Rogers also will ask the judge to return a 10 mm Glock pistol, which Seminole County deputies seized the day of the fatal shooting, March 27, 2012.

“First of all, it’s my constitutional right to bear arms,” Rogers said Tuesday. “And second of all, it’s my protection for my house. I’m legally blind — not totally blind. I’m not running around the woods hunting or being paramilitary. … I’m not even carrying a concealed weapons permit. The firearms are for here, my own house for my own protection.”

Prosecutors will not fight to keep the guns away from him.

“It is probably going to be a very short hearing,” said Assistant State Attorney David Whateley. “I have no legal reason to ask the court to deny the motion.”

Rogers, 40, lives in a corrugated metal building off a dirt road in Geneva, a rural part of eastern Seminole County. That’s where he killed James T. DeWitt, 34, during a fight.

Rogers was arrested the day of the shooting, jailed for two years and went on trial in January on a charge of first-degree murder. A few hours before the jury was to begin deliberations, Galluzzo granted Rogers’ “stand your ground” motion, ruling that Rogers killed DeWitt in self-defense.

DeWitt had been drinking all day, Rogers said, had passed out and when he regained consciousness “he freaks out.”

DeWitt got on top of him and pummeled him, but Rogers managed to get away, he said, went into a back room, got his rifle and ordered DeWitt to leave.

“He came running at me, telling me he was going to kill me,” Rogers said, “then it happened.”

He shot DeWitt from a distance of about 18 inches, according to expert testimony.

“I did CPR. I tried to stop the bleeding,” Rogers said, but it did no good.

DeWitt had been living in a tent in the woods, he said. Rogers let him stay overnight as a gesture of kindness.

“I tried to help … and it turned into a disaster,” Rogers said. “I feel horrible. I feel horrible for his parents. I feel horrible for his kids.”

Rogers acquired the guns before he was blinded in an industrial accident in 2001, he said. He was working at an Orange County construction site, checking a fire-suppression system when it had a blowout, and hundreds of gallons of water under high pressure blasted him in the face.

“I can see up close,” he said, and in low light.

He does not drive but mows his yard with a riding mower, he said. He lives alone and walks with a home-made cane — not a conventional white one.

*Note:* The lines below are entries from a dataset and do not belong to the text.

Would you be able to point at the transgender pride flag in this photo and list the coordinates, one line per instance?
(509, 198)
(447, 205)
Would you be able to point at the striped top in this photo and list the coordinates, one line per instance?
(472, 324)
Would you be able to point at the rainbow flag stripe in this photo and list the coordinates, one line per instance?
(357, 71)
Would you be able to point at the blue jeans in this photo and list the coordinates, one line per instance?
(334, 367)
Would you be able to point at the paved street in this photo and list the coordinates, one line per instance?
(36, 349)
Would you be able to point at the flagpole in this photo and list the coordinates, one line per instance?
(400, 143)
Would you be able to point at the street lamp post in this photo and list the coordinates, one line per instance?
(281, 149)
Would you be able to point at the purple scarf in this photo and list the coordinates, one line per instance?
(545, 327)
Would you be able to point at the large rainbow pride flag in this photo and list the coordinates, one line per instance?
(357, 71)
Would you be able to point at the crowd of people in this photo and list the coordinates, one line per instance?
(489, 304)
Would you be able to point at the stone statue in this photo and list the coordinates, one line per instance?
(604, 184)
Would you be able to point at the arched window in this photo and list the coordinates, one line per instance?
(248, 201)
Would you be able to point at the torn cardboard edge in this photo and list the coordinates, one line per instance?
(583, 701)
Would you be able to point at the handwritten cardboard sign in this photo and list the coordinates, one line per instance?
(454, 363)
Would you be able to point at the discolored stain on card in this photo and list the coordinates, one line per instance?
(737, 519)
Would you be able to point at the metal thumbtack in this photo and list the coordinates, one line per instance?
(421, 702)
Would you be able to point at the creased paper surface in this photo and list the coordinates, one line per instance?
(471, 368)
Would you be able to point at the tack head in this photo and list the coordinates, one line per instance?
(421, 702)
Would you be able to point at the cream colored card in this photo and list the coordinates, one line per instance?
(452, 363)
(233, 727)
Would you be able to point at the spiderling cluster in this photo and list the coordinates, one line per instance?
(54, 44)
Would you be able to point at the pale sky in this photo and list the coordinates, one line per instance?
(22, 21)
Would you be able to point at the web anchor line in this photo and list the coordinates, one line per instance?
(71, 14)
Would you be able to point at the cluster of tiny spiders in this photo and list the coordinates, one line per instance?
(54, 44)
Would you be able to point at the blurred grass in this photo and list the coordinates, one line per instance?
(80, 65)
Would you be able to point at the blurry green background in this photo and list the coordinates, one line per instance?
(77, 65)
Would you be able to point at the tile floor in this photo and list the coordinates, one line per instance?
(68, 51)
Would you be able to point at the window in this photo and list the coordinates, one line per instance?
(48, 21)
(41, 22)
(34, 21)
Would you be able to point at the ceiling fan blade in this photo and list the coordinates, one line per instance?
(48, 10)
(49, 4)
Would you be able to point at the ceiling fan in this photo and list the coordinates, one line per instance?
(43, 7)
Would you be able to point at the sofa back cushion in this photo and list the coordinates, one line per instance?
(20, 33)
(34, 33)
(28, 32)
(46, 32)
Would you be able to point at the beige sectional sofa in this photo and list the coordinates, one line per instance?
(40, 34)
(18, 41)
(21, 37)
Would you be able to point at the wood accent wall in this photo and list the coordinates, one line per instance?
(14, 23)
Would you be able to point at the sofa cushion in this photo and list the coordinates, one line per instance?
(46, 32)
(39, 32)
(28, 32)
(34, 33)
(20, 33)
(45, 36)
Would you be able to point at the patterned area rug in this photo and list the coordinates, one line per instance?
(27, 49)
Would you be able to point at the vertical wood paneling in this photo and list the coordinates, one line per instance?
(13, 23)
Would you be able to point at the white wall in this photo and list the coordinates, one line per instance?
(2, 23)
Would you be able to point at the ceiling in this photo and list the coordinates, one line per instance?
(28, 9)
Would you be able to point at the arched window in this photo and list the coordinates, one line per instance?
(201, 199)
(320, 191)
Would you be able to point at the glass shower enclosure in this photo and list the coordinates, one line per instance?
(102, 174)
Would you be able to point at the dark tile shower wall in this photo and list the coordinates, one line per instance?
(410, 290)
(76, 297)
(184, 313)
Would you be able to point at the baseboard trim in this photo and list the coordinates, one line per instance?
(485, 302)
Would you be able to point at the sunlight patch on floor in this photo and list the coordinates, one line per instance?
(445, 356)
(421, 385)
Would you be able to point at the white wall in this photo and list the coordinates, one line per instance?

Rogers has two prior arrests. In 2010, he used a handgun to fire 15 rounds at his cousin, Michael Rogers, with whom he’d gotten into a fight following a night of drinking, according to an arrest report.

Michael Rogers suffered scrapes but no gunshot wounds. John Rogers was arrested on an aggravated assault charge but wound up pleading no contest to a lesser charge — unlawfully displaying a firearm — and was placed on probation.

That was revoked about a year later when he was arrested for pushing and punching a woman, an act that sent him to jail for 71 days, according to court records.

John Rogers is adamant about getting his guns back.

“This is my domain. I have a right to protect myself,” he said.